I never understood bird-watching before I came to Costa Rica. I still wouldn’t go out looking for birds, but I like it when I’m lying in a hammock, and they come by. This kind of bird-watching is more along the lines of people-watching – something you do when your book gets boring. I can drift in and out of dreams, and look up to see pelicans in formation, or dive-bombing off the rocks; scarlet macaws feeding, the crab hunter hawks circling, crested guan walking up the hill, the osprey fishing in the shallows, hummingbirds and scarlet-rumped tanagers. Obviously it helps that everything is either big, or superbly flashy, or shaped like a pterodactyl.

This will be the last bit from Thoreau for a while, but he not only submitted to the same thing, he justified it: ‘There were times when I could not afford to sacrifice the bloom of the present moment to any work. . . I love a broad margin to my life.
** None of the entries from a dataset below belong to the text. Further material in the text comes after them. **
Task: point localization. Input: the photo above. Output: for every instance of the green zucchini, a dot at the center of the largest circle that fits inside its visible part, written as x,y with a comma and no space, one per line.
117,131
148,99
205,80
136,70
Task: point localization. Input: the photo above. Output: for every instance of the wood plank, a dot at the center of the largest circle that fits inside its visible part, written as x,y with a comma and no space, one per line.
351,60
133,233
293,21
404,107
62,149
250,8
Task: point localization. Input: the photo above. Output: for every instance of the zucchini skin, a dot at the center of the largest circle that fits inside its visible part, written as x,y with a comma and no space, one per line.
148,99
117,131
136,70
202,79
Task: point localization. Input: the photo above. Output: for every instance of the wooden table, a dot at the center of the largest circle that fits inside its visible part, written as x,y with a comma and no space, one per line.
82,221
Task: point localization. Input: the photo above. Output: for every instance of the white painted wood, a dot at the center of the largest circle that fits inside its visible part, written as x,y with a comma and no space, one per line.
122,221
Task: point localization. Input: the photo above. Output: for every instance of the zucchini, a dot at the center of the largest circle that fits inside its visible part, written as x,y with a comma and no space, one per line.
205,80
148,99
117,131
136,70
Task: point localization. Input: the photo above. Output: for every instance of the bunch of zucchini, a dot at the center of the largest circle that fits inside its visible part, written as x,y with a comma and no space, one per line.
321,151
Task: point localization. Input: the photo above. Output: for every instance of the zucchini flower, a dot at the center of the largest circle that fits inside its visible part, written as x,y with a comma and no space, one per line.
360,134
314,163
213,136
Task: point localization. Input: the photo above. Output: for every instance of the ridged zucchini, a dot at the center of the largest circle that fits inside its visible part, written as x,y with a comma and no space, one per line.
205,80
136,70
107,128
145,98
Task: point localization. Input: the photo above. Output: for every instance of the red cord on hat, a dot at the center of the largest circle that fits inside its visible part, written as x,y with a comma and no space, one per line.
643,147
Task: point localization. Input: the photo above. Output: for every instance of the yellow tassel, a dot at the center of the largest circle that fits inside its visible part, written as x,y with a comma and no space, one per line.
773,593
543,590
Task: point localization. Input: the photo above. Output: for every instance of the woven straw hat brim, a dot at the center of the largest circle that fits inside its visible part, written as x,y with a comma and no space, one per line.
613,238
Sometimes in a summer morning, having taken my accustomed bath, I sat in my sunny doorway from sunrise till noon, rapt in a revery, amidst the pines and hickories and sumachs, in undisturbed solitude and stillness, while the birds sang around or flitted noiselessly through the house, until by the sun falling at my west window, or the noise of some traveler’s wagon on the distant highway, I was reminded of the lapse of time. I grew in those seasons like the corn in the night, and they were far better than any work of the hands could have been.’

‘Far better’. There we go. Lazy is good.